Friday
March 5
2010

Adeena Schlussel

Vestergaard Frandsen: Life Saving Textiles

Today’s discussion on development is a Marxist nightmare. With patient capital, philanthrocapitalism, and venture capital models becoming ever more popular ways to fill the voids of the base of the pyramid (BoP), the power of the market is emerging as increasingly vibrant. Vestergaard Frandsen, a European manufacturer of emergency relief and disease control products (previously covered here), and an Acumen Fund working partner, is harnessing that very power.

In 1992, Vestergaard Frandsen underwent a mission makeover from producing hotel uniforms to delivering textiles such as anti-malaria bed nets, plastic sheeting, and water filters to the awaiting developing world. Although the company exchanged its old input materials for new ones, and altered its ambitions from clothing production to solving global threats such as malaria and impure drinking water, it never abandoned its basic ambition to succeed as a for-profit business.

However, at the core of its new self, VF was dedicated to helping the BoP. The plan was to “do well by doing good,” and thereby enact a truly self-sustaining solution to global poverty and health issues. Professionalism, with a dose of ethics, was to thread together the company’s otherwise unlikely transition.

VF sells its products, PermaNet, ZeroFly and LifeStraw directly to low-income customers and to aid organizations such as the Red Cross and Save the Children at affordable- yet undeniably-high impact prices. Some critics disparage the company for imposing costs on an already burdened population, while other opponents propose that aid dollars invested in sustainable infrastructure are dollars better spent. However, the company sees things another way, and one does not have to look far to be convinced. In fact, just check out their most recent press release.

The day after Haiti’s tragic quake, VF pledged to donate LifeStraw and ZeroFly products to the ailing region. Mikkel Vestergaard Frandsen, the company’s CEO, commented: “We are working at full speed to supply our partners with tools they need to contain the spread of disease that often follows natural disasters.
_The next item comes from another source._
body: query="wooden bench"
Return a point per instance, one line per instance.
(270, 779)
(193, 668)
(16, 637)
We encourage those interested in joining our efforts to donate to one of the many organizations providing relief for the people of Haiti.”

Rewind to months earlier for another demonstration of the compassion that supplements VF’s financial aptitude. More impressive than their decision to travel to Africa and donate their products in celebration of their 50th anniversary, was the care with which they executed this plan. Since HIV testing carries a weighty stigma in many regions of Africa, and is hence often neglected, VF constructed a salient strategy: any African to visit a communal clinic for HIV testing would receive a CarePack filled with the company’s lauded products. This incentive battled what has been a longstanding deterrent to HIV testing and succeeded in testing 80% of the population of Lurambi.

You can be sure that VF’s social accomplishments are very much due to their financial prosperity. VF’s use of capitalism does not perpetuate inequalities, rather enables their aid and bolsters their efforts. VF continues to exhibit that one can give while getting, and that a business model can be as lucrative as it is altruistic. To quote Fast Company, VF is “[g]ood indeed: The life-saving textiles business is now 10 times the size the old uniform business was just a decade ago”.